WASHINGTON — A top political aide to Kentucky Secretary of State Alison Lundergan Grimes — who some Democrats hope will take on Republican Mitch McConnell in the Senate race next year — defended her 2011 meeting with Shawn Reilly, the founder the scandal-plagued progressive group Progress Kentucky in a call to BuzzFeed Tuesday.

"There wasn't any grand conspiracy," said Dale Emmons, a top political consultant to Grimes's Secretary of State race. "She just met him and talked to him and it was about her race for Secretary of State, it certainly was nothing to do with with Mitch McConnell."

Progress Kentucky has been giving Kentucky Democrats headaches for months, and Republicans quickly tried to tie Lundergan Grimes to the group after an image of her meeting with Reilly was published at BuzzFeed Monday.

Emmons said the Feb. 2011 meeting between Reilly and Lundergan Grimes was just part of campaigning.

"It was a chance encounter i'm sure. I don't have any recollection of him, I worked for her campaign and I don't believe she had any meeting on her schedule," he said. "I believe I would have known about that."

BuzzFeed tried to reach Emmons and another political consultant linked to Lundergan Grimes, as well as her office in state government, before publishing the photo with Reilly. Emmons did not reply to a voicemail message. On Tuesday, he said he had been out with the flu.

He noted out that politicians on the campaign trail often have their pictures taken with people they don't know. "When you're out campaigning, going to events and receptions, you encounter all kinds of people. Anybody that runs for office does that. Every event has the rope line, and if people want their picture made so they can put it on Facebook, I mean that's part of it," he said. "Alison was a bit of [a] celebrity and she's certainly more of one after she won."

Lundergan Grimes has not made a decision about running for Senate, despite public pressure from many Democrats after Ashley Judd ruled out a run. Asked if he thought Progress Kentucky had made it tougher for Democrats to take on McConnell, Emmons criticized the group but said the race won't be about them.

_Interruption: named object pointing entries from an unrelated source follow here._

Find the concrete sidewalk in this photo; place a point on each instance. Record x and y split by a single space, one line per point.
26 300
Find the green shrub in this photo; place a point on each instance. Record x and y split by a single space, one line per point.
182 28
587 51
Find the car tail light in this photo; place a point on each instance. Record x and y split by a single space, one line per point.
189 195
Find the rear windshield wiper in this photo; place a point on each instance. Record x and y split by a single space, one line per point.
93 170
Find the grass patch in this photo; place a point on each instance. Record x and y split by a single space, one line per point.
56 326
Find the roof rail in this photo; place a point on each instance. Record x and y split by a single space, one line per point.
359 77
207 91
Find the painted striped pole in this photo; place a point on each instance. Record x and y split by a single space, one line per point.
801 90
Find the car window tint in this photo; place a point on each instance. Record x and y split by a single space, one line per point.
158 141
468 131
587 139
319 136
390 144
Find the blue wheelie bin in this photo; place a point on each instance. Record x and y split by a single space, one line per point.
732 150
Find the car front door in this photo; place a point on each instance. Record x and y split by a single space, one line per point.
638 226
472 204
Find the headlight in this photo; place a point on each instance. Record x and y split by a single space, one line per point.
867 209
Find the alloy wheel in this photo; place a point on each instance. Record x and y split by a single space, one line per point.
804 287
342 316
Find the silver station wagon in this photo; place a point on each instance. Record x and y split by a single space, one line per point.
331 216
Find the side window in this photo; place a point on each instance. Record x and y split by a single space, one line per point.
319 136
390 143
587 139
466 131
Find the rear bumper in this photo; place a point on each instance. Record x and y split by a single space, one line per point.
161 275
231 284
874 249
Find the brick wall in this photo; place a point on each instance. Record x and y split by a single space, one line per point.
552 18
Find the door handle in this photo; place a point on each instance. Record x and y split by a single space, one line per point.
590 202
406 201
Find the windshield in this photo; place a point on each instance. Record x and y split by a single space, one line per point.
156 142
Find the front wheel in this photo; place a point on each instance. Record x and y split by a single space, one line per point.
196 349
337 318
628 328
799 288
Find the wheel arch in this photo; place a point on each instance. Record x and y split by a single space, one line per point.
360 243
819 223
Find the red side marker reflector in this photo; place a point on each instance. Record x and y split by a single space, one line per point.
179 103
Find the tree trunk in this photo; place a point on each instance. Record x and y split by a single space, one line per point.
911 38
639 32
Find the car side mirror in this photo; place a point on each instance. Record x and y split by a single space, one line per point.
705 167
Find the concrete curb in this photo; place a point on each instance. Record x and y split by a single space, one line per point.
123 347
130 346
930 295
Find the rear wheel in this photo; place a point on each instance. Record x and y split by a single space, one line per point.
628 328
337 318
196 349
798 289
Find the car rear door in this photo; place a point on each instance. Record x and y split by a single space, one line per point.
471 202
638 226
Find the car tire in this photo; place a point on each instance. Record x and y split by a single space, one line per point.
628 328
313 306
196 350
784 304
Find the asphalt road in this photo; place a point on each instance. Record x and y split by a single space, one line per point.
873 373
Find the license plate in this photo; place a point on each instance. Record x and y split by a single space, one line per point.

"McConnell's making a tempest out of a teapot here, OK? It's comical for Mitch McConnell to claim to be a victim of somebody who attacked him. That's stand up comedy," he said. "This guy has made fodder out of everybody he's run against or has even thought about running against him. And for him to say that someone's attacking him unfairly? There's no such thing as unfair when it comes to Mitch McConnell."

But Emmons was quick to call out Progress Kentucky for "over the line" behavior like racially-charged tweets from the group's official account attacking McConnell's wife and the alleged taping of a McConnell strategy session by one of the group's founders.

"What has been described of it…I think it's over the line, OK? In Kentucky, you have to have a consenting party to tape a conversation that's going on. You have to be part of the conversation, or at least in the room where the conversation's going on. What what we think we know — and I don't know anything beyond what I've read in the newspapers, I haven't talked to anybody about what took place — it should not have happened."

Emmons is the current president of the American Association of Political Consultants, a bipartisan national industry group. He said that Progress Kentucky aren't the only ones who should be feeling the heat after the release of the McConnell tape, which recorded an opposition strategy session targeting Judd.

"For that matter, I don't think that what Mitch McConnell and them were talking about in that room should have been talked about, either," he said. "There's certainly some gender strategies that were being talked about in that room against women. I think that's over the line."

Emmons confirmed that Lundergan Grimes is considering a Senate bid but wouldn't discuss a timeframe for her decision, noting that candidates don't have to file until January.